Dottor Ronza, il centrosinistra ha perso la testa e si vede dal tenore degli attacchi. Come mai una così grande paura per la devoluzione e il federalismo?
«In Italia esiste un blocco di burocrazie centrali statali e para-statali. Burocrazie sindacali, burocrazie di sindacati di categoria, composte da gente che vive da sempre sulla ripartizione del gettito fiscali prelevati in tutto il paese, ma convogliato tutto quanto verso il centro. La devoluzione, con le competenze esclusive date alle regioni, significherà la fine di questo sistema consolidato nei decenni. Semplificando, si può dire che con la devoluzione finalmente chi paga comanda e chi domanda paga».
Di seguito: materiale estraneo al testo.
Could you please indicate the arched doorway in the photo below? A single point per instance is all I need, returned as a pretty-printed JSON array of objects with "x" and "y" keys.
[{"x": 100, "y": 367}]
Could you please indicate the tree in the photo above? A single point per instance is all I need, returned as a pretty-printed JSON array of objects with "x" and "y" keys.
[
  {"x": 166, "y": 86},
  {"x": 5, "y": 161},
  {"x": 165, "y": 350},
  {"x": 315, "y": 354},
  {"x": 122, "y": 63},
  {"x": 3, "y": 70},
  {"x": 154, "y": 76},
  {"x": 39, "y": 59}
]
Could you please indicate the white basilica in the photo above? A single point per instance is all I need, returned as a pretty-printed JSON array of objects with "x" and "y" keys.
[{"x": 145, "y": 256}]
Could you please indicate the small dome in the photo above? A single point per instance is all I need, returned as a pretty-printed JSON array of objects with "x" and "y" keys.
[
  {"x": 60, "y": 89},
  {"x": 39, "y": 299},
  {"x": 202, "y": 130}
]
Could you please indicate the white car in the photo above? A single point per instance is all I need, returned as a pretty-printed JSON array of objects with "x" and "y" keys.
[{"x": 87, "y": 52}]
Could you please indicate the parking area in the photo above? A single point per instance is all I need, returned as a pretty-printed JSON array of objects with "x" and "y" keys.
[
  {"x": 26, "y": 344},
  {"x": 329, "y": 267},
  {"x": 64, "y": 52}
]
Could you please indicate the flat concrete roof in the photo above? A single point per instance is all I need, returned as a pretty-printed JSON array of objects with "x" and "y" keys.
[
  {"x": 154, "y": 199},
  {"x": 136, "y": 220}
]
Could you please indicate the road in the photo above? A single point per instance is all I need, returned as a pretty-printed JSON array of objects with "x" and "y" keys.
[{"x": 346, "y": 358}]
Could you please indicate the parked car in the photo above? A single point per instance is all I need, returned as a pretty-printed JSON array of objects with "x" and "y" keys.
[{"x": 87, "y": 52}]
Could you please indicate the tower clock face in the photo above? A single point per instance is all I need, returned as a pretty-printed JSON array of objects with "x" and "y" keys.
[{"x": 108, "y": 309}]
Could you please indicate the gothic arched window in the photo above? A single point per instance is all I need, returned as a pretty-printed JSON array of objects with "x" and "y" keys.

Il terrore che attanaglia la sinistra e quelle burocrazie centrali può portare addirittura a stravolgere la storia. Bossi è stato accusato di essere razzista perché ha ricordato che sono stati soprattutto i padani a fare l’unità d’Italia.
«Bossi ha ragione. Pretendere il contrario è veramente assurdo. Il tentativo di arrivare allo stato unitario italiano è arrivato dal Nord. Va anche detto che durante il Risorgimento si sono contrapposte due ipotesi di unificazione diverse tra loro. E ha vinto, ahinoi, la peggiore».
Ha perso l’idea federalista di Carlo Cattaneo?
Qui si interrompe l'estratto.